#53 A Civics Lesson
Most of us are aware of the history of black people in America. We know many of the struggles—from the Ku Klux Klan to Jim Crow, from Segregation to the Mississippi Riots. We know of the people—from Abraham Lincoln to Booker T. Washington to Martin Luther King, who all in their own way led the fight for equality. However, there are events and people, less well known, which had as large an impact as any. One such was Jack Johnson.
I won’t give a full biography here—you would be doing yourself a favor to go read about Johnson yourself—but what you need to know is this: Jack Johnson grew up poor and black in Galveston, Texas. He eventually became a professional boxer and by 1904, he was 26, and more than ready to challenge for the Heavyweight crown.
America in 1904 was a different place, for many reasons. Boxing was the reigning sport in the U.S., in the entire world for that matter. Baseball had yet to hear of Babe Ruth, and there was no basketball or football; boxing was it. The problem was that Johnson was black. Now you have to understand the way of thinking in that era. It is not so much that blacks were hated or feared; they were discounted almost entirely. White America was firmly convinced that the black man was utterly inferior, both mentally and physically. For a white champion to fight a black man—in the thinking of the day—would be like the Yankees playing a Little League team.
So, Johnson chased the champion all over the world—literally. Finally, he got his chance.
In 1908, in Australia, in front of 20, 000 screaming men, with another 40,000 milling around outside the arena, Johnson finally got his chance against the champ Burns who had eluded him for so long. Johnson had a lot of anger pent up. For every time he had to tip his cap, for every time he had to move off the sidewalk, for every restaurant, school, store, and train depot he couldn’t enter—Johnson was angry. All of the anger came out against Burns. You have to imagine the scene: 60,000 people, every one of them who hated Johnson for who he was; what he represented. Johnson taunted Burns—and the whole crowd—for thirteen rounds, before ending the fight in the 14th round with a knockout to become the heavyweight champion.

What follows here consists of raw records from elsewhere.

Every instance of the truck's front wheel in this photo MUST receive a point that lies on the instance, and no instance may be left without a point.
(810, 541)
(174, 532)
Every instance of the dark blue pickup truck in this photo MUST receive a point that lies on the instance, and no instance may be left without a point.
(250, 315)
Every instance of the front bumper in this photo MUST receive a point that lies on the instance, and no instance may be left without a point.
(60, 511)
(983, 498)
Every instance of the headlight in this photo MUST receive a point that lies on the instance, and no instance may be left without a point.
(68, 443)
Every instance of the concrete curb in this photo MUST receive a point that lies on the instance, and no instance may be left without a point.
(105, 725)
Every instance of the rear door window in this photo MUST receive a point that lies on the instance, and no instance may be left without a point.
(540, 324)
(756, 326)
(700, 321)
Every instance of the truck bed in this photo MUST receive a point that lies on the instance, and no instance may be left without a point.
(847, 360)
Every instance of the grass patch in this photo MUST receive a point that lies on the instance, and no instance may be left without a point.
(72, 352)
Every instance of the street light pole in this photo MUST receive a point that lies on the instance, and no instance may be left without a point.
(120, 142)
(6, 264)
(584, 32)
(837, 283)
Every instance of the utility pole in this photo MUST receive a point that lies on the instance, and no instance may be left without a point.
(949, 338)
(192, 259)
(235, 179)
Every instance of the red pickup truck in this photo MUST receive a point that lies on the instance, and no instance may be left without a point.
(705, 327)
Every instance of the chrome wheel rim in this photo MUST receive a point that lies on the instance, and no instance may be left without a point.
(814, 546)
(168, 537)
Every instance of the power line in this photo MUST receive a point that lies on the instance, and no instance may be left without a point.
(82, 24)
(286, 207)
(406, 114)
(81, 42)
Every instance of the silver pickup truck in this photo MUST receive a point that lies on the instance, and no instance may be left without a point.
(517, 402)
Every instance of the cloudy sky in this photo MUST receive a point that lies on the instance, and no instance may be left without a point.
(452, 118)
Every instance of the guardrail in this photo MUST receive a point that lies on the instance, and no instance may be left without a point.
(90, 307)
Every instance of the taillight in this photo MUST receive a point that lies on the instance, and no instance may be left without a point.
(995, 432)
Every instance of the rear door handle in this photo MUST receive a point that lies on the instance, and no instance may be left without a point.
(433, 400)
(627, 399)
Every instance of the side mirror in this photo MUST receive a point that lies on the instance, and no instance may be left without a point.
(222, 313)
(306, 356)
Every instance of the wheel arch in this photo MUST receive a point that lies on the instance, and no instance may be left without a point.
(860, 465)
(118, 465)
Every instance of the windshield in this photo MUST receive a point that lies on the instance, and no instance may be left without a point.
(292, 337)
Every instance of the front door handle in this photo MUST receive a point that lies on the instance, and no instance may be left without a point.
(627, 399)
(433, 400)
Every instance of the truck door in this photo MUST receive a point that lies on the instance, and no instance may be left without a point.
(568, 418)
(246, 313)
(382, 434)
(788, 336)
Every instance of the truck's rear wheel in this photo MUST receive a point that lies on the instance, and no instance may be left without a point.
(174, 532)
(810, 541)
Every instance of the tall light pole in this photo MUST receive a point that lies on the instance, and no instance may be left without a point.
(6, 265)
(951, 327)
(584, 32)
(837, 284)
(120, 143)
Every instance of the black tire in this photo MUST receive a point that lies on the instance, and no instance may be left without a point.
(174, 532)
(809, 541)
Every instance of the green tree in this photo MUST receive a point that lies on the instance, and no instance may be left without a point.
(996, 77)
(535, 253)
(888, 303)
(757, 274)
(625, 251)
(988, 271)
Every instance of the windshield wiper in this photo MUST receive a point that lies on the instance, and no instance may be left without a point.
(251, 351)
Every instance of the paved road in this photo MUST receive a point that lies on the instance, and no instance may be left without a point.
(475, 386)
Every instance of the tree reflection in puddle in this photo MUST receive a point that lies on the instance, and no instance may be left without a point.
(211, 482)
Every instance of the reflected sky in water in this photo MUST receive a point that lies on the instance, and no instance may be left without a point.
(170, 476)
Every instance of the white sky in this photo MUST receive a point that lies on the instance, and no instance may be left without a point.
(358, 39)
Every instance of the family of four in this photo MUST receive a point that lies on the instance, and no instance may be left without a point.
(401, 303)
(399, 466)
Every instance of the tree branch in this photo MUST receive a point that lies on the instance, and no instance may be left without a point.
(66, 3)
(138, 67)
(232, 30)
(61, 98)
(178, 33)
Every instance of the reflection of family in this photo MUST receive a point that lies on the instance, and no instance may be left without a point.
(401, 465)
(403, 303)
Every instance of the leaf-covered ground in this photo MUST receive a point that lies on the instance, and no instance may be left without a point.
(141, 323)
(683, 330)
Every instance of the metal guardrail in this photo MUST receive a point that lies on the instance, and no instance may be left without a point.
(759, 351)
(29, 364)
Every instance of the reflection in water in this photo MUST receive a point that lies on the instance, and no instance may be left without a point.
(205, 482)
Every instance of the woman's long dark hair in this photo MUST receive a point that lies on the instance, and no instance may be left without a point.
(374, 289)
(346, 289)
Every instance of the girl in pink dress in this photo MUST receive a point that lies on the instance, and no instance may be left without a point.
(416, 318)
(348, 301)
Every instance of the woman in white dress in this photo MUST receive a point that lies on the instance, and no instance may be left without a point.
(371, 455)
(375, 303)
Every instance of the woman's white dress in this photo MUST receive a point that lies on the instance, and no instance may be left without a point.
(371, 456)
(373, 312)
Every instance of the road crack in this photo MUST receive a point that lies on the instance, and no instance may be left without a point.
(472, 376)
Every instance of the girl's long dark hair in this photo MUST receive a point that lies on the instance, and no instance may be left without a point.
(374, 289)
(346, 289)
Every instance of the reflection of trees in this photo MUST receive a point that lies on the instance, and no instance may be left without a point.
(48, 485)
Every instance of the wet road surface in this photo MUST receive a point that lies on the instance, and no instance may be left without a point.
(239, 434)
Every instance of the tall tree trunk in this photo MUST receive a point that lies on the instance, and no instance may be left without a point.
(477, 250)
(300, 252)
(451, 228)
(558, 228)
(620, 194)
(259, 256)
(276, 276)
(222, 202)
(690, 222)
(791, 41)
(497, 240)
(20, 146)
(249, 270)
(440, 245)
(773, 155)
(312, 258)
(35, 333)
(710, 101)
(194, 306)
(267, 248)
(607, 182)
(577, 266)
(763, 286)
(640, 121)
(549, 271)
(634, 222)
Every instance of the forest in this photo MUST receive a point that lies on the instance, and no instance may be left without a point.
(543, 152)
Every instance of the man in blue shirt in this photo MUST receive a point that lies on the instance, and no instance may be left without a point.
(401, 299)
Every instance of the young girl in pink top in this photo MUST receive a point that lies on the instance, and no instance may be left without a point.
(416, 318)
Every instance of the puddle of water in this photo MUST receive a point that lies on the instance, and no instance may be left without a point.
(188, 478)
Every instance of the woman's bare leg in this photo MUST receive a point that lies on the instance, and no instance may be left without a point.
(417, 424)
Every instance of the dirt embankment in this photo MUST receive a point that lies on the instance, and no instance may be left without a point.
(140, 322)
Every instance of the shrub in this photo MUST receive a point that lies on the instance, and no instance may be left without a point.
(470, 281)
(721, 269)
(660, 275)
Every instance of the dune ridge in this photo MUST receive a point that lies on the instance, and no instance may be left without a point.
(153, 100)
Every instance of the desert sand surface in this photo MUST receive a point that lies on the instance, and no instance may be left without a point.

The world was enraged. This was not supposed to happen. Many thought the flight was a fluke, as it happened in a small corner of the world. Jack London, the famous writer, had been there, and he took up the call to find the “Great White Hope” who would restore the white man to his proper place of ascendancy. Numerous challengers came forth—Johnson even fought a few of them—until the white establishment finally found their man. Jim Jeffries—himself a former champion who had walked away from boxing—would restore order.
The fight took place on July 4th—appropriately enough—in 1910, in Reno, Nevada. All the smart money wagered on Jeffries; there was no way this great white champion could lose to a black man. Again, every living sole was rabidly against Johnson. They hated him for his color; they hated him for his arrogance and showiness. Mostly they hated him for not acting as they thought a black man should—quiet and meek. Johnson was easy to despise. Besides the sin of being black, Johnson was loud, brash, and worst of all, consorted with white women. Later in his life the government would go after him repeatedly for these transgressions, even passing laws aimed specifically at Johnson. There was an act passed banning white slavery (of all the ironies), which the government claimed Johnson engaged in when he took his white girlfriends across state lines. But all that would come later. On July 4th, White America was looking to take back their crown.

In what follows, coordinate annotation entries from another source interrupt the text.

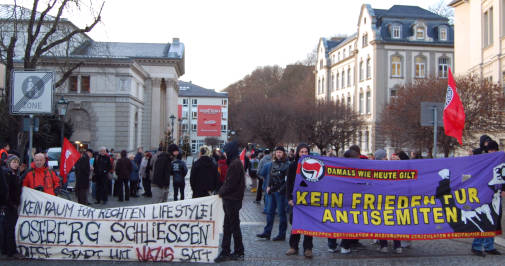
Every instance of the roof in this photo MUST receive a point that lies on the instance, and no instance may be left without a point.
(403, 11)
(188, 89)
(130, 50)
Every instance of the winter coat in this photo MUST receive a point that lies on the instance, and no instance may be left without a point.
(278, 174)
(179, 171)
(11, 188)
(204, 176)
(234, 184)
(161, 170)
(123, 168)
(42, 179)
(101, 167)
(82, 171)
(134, 176)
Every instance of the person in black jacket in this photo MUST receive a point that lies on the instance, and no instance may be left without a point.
(101, 168)
(10, 198)
(232, 193)
(82, 171)
(204, 177)
(161, 177)
(294, 239)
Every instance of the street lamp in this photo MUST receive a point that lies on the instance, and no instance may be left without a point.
(172, 118)
(62, 110)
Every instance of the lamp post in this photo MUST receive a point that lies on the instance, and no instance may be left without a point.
(62, 110)
(172, 118)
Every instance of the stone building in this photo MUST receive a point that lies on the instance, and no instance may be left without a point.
(391, 47)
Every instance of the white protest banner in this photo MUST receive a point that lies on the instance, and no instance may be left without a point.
(50, 227)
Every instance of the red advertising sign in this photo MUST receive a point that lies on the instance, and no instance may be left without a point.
(209, 120)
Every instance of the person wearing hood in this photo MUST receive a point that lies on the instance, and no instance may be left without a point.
(204, 177)
(82, 172)
(41, 178)
(10, 198)
(232, 193)
(161, 177)
(294, 239)
(277, 190)
(483, 142)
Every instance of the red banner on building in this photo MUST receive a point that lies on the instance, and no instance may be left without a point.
(209, 121)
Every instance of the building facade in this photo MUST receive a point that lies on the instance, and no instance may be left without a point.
(479, 43)
(391, 47)
(203, 116)
(121, 94)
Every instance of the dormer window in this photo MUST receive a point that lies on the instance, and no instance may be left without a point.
(396, 32)
(420, 32)
(442, 34)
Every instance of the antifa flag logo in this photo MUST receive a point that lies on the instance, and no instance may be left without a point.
(312, 169)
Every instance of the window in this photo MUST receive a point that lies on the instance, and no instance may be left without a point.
(442, 34)
(488, 27)
(368, 102)
(420, 67)
(396, 66)
(72, 84)
(337, 81)
(343, 79)
(420, 32)
(349, 77)
(364, 40)
(361, 70)
(361, 103)
(396, 32)
(85, 84)
(443, 67)
(368, 69)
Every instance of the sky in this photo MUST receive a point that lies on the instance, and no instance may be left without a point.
(227, 39)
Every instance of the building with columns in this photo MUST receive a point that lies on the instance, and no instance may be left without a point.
(391, 47)
(121, 95)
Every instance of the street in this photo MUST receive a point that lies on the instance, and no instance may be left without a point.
(262, 252)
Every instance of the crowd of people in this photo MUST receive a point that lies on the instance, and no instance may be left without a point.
(214, 172)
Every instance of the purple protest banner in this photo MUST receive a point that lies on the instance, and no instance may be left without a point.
(403, 200)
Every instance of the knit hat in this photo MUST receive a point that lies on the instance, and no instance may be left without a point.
(11, 158)
(280, 148)
(204, 151)
(380, 154)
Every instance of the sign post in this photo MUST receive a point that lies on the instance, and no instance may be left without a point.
(431, 116)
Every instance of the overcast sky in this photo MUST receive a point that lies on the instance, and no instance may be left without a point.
(227, 39)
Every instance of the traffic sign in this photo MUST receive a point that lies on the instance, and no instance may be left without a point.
(32, 92)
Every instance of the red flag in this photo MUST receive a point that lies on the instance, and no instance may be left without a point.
(454, 113)
(242, 157)
(69, 156)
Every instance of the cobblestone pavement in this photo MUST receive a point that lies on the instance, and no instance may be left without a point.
(261, 252)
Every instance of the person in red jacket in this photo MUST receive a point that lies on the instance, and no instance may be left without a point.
(40, 177)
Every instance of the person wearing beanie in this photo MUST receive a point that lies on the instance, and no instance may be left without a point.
(10, 198)
(204, 177)
(277, 190)
(294, 239)
(232, 193)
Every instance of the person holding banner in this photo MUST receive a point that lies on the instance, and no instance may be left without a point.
(11, 194)
(41, 177)
(232, 193)
(294, 239)
(277, 190)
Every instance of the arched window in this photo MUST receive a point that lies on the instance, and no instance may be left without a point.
(420, 66)
(396, 66)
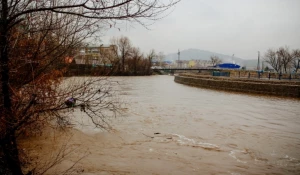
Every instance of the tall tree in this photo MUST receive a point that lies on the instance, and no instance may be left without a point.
(286, 58)
(35, 35)
(124, 49)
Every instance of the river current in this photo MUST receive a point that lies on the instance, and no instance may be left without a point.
(170, 128)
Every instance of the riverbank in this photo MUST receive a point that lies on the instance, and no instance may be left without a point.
(255, 86)
(170, 128)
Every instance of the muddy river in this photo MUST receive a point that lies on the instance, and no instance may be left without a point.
(170, 128)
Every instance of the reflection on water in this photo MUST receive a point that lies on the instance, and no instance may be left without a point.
(171, 128)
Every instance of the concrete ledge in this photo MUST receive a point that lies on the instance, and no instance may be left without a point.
(277, 88)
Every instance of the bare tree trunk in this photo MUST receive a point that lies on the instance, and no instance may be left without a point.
(8, 142)
(11, 154)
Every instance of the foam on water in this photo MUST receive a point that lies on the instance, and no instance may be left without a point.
(182, 140)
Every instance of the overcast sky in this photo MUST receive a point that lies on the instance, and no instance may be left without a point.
(240, 27)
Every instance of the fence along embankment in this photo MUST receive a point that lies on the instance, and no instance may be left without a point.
(257, 86)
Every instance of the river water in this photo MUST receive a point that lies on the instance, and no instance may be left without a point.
(170, 128)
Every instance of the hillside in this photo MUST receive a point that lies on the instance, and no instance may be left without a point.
(197, 54)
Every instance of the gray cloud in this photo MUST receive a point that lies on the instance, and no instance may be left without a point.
(240, 27)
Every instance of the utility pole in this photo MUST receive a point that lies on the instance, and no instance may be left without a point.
(179, 65)
(258, 61)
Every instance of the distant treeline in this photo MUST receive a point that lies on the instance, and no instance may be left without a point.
(91, 70)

From the beginning of the bout, Johnson was in complete control. He taunted Jeffries, he taunted well-known people in the crowd; he taunted everyone. Finally, in the 15th round Johnson repeatedly knocked his foe into the ropes. Finally, Jeffries’s man stepped into the ring illegally, so the fight would end without Jeffries knocked out by a black man. But everyone knew who had won the match.
Now the aftermath. Almost immediately, there were riots all over country, where both black and white mobs took to the streets, looking for vengeance against their counterparts. Moreover, though, there were cultural changes that came from this fight. For black Americans, there was a tremendous sense of pride. For the first time one of their own had triumphed over the White Man; beaten Him at His own game. For the White world, the change was also of attitude. No longer could they claim superiority in every phase of life. They had to face the fact that despite every obstacle, a black man had beaten their best. It was this first chink in the armor of white racism, which would eventually lead to other radical thoughts; that not only were whites not superior, but they should not be treated as if they were. In many ways, the Civil Rights’ movement, the advancements that have been made, owe a debt of gratitude to a man that knocked back an entire race, a whole way of thinking, with a single blow.